Hey hey,
what I try to do:
I am using the german yellow pages to collect address data from a search keyword. This works pretty well with this sitemap:
URL: https://www.gelbeseiten.de/Suche/arbeitsbühne/Berlin?umkreis=50000
Sitemap:
{"_id":"yellowpages_elements_noexternal","startUrl":["https://www.gelbeseiten.de/Suche/arbeitsbühne/Berlin?umkreis=50000"],"selectors":[{"id":"elements","type":"SelectorElementClick","parentSelectors":["_root"],"selector":"article","multiple":true,"delay":"1000","clickElementSelector":"a.mod-LoadMore--button","clickType":"clickMore","discardInitialElements":"do-not-discard","clickElementUniquenessType":"uniqueText"},{"id":"company","type":"SelectorText","parentSelectors":["elements"],"selector":"h2","multiple":false,"regex":"","delay":0},{"id":"category","type":"SelectorText","parentSelectors":["elements"],"selector":"p.d-inline-block","multiple":false,"regex":"","delay":0},{"id":"address","type":"SelectorText","parentSelectors":["elements"],"selector":"p[data-wipe-name='Adresse']","multiple":false,"regex":"","delay":0},{"id":"phone","type":"SelectorText","parentSelectors":["elements"],"selector":"p.mod-AdresseKompakt__phoneNumber","multiple":false,"regex":"","delay":0},{"id":"homepage","type":"SelectorLink","parentSelectors":["elements"],"selector":"a.contains-icon-homepage","multiple":false,"delay":0},{"id":"email","type":"SelectorText","parentSelectors":["elements"],"selector":"a.contains-icon-email","multiple":false,"regex":"","delay":0}]}
In this search I have 51 hits and after scraping the site I have 51 entries with address data in my CSV. Check. Works.
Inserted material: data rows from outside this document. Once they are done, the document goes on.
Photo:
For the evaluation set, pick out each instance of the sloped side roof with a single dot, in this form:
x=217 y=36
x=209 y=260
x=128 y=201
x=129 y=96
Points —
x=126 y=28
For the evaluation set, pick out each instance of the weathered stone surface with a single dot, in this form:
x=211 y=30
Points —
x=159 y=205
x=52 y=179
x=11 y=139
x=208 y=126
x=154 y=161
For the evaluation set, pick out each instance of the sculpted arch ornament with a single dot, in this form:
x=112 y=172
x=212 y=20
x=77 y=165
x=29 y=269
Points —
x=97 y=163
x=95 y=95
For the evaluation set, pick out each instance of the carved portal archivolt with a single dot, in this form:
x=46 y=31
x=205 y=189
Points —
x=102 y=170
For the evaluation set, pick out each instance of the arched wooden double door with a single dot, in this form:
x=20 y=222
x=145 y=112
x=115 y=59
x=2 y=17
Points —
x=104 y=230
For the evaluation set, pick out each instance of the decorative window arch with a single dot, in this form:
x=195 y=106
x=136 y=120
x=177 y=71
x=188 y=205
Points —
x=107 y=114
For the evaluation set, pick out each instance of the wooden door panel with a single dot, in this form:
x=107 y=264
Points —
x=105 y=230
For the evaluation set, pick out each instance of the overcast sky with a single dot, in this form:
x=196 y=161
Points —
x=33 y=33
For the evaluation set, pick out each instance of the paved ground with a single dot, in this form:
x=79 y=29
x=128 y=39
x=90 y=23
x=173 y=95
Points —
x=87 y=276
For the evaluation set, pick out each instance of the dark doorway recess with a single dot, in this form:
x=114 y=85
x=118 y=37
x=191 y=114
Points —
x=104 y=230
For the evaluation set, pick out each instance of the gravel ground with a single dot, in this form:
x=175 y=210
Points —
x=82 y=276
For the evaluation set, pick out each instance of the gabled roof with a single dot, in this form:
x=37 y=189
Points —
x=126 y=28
But I want more. While scraping I want to enter the every homepage from every hit and try to get informations about social media accounts (facebook, twitter, linkedin etc...). To do so I just add a link selector "a[href*="facebook.com"] as child from the link selector homepage (as seen in the following sitemap):
Url: https://www.gelbeseiten.de/Suche/arbeitsbühne/Berlin?umkreis=50000
Sitemap:
{"_id":"yellowpages_elements_external","startUrl":["https://www.gelbeseiten.de/Suche/arbeitsbühne/Berlin?umkreis=50000"],"selectors":[{"id":"elements","type":"SelectorElementClick","parentSelectors":["_root"],"selector":"article","multiple":true,"delay":"1000","clickElementSelector":"a.mod-LoadMore--button","clickType":"clickMore","discardInitialElements":"do-not-discard","clickElementUniquenessType":"uniqueText"},{"id":"company","type":"SelectorText","parentSelectors":["elements"],"selector":"h2","multiple":false,"regex":"","delay":0},{"id":"category","type":"SelectorText","parentSelectors":["elements"],"selector":"p.d-inline-block","multiple":false,"regex":"","delay":0},{"id":"address","type":"SelectorText","parentSelectors":["elements"],"selector":"p[data-wipe-name='Adresse']","multiple":false,"regex":"","delay":0},{"id":"phone","type":"SelectorText","parentSelectors":["elements"],"selector":"p.mod-AdresseKompakt__phoneNumber","multiple":false,"regex":"","delay":0},{"id":"homepage","type":"SelectorLink","parentSelectors":["elements"],"selector":"a.contains-icon-homepage","multiple":false,"delay":0},{"id":"email","type":"SelectorText","parentSelectors":["elements"],"selector":"a.contains-icon-email","multiple":false,"regex":"","delay":0},{"id":"get_facebook","type":"SelectorLink","parentSelectors":["homepage"],"selector":"a[href*="facebook.com"]","multiple":false,"delay":0}]}
Now things happen that I don't understand: I see the scraper is visiting all external sites in the popup but I end up with just around 30 scraping results. And if I restart this scraping job I even get different results if I execute the exact same job a second time (a few minutes after)...
Can anyone please help?